Me: Wasn’t your birthday on 20th Aug?
Father: Yes. that’s western calendar. My birthday is 17th July based on lunar year. This year, it happened to be 17th Aug on the western calendar.
Me: Oh okay. I thought you might want to go out for family lunch together.
Father: I want to cook traditional meals that we used to cook to celebrate birthdays. Traditionally, as a daughter, you should cook and bring it back home for me. And, your brother, as a son, should bring back the traditional sweet that was to celebrate birthday too.
Me: Oh. Okay. I didn’t know that.
Father: I know. It’s okay. I will cook it myself.
Me: I can buy the ingredients for you to cook.
Father: It’s okay. I can buy it myself.

Alright. Here. This conversation fascinated me a lot. First, he never used to celebrate his birthday based on the lunar year because now one can track back when. Second, he never used to sog about we didn’t celebrate his birthday in that traditional way.

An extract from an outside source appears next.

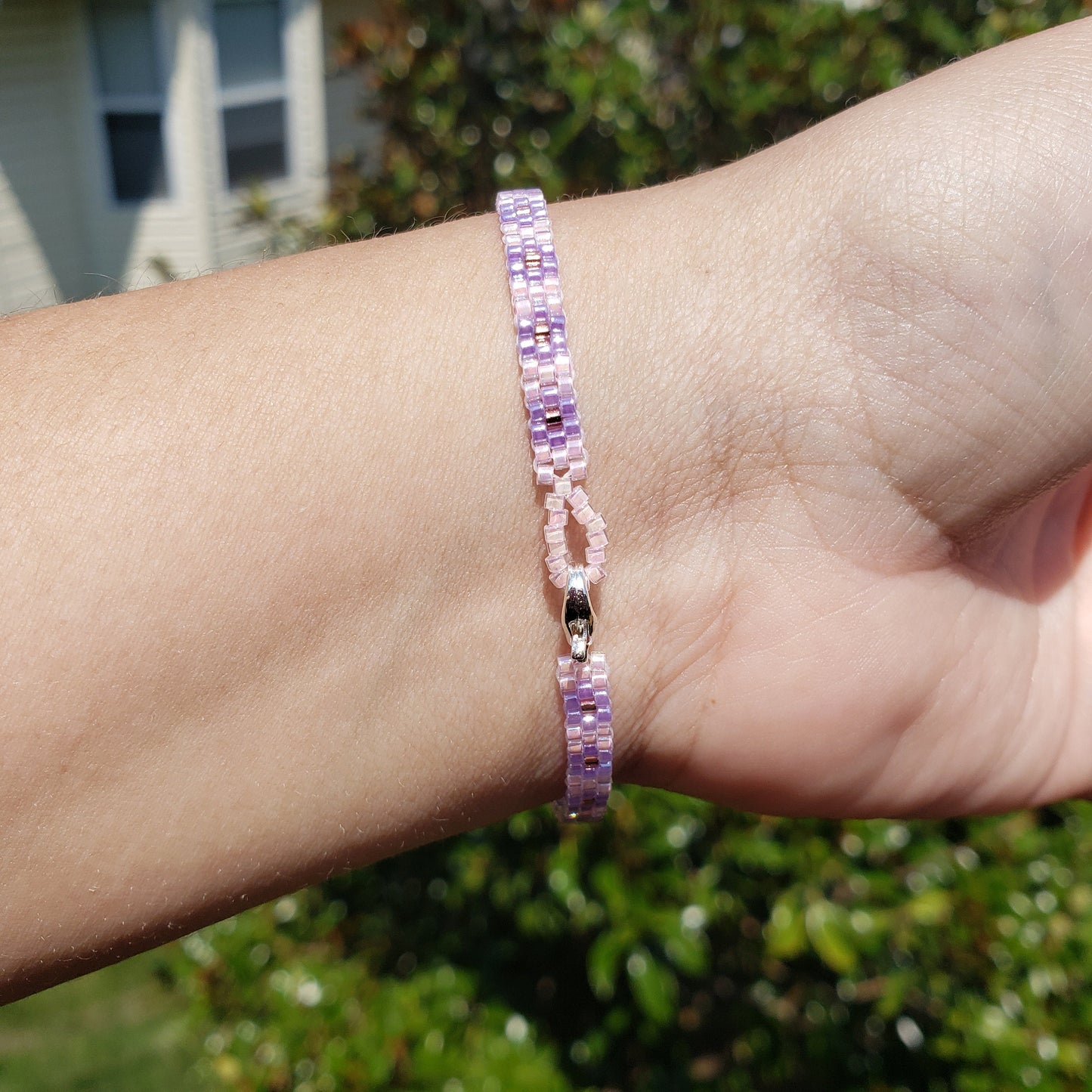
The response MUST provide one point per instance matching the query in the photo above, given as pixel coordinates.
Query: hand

At first, I felt sorry that I didn’t learn the tradition and do as he hoped. Then, I thought, ‘wait, there’s something more here. Why he suddenly started all this tradition thing?’ I guess what happened was that his health deteriorated dramatically within a year and probably for the first time he realised an end to his life. As a father, he felt that he had to leave something for us and for him that was family tradition.

When I was young, we moved around places where keeping family tradition was not easy. My parents had to modify their known tradition to fit into the changing life. Different way of making traditional meals, and different ways to celebrate birthdays. Our family tradition changed over time to fit into our changing life.

Your traditions change from when you a child to when you become an adult.

Katharine McPhee

I am not denying the beauty of traditions. I love traditions that associated with food. I am more curious about meanings and reasons behind those traditions. Why do we eat moon cake around moon festivals? Why we have different tradition for Christmas dinners? However, tradition may also have perspectives that prevent me from growth. I think tradition becomes a tradition when next generation are willing to continue with it.

I believe in traditions; I believe in the idea of things being passed between generations and the slow transmission of cultural values through tradition.

Graham Moore

What does tradition mean to you?
Do you have any family tradition that you would like to pass on to next generation?
What are the perspectives you attached to the word ‘tradition’?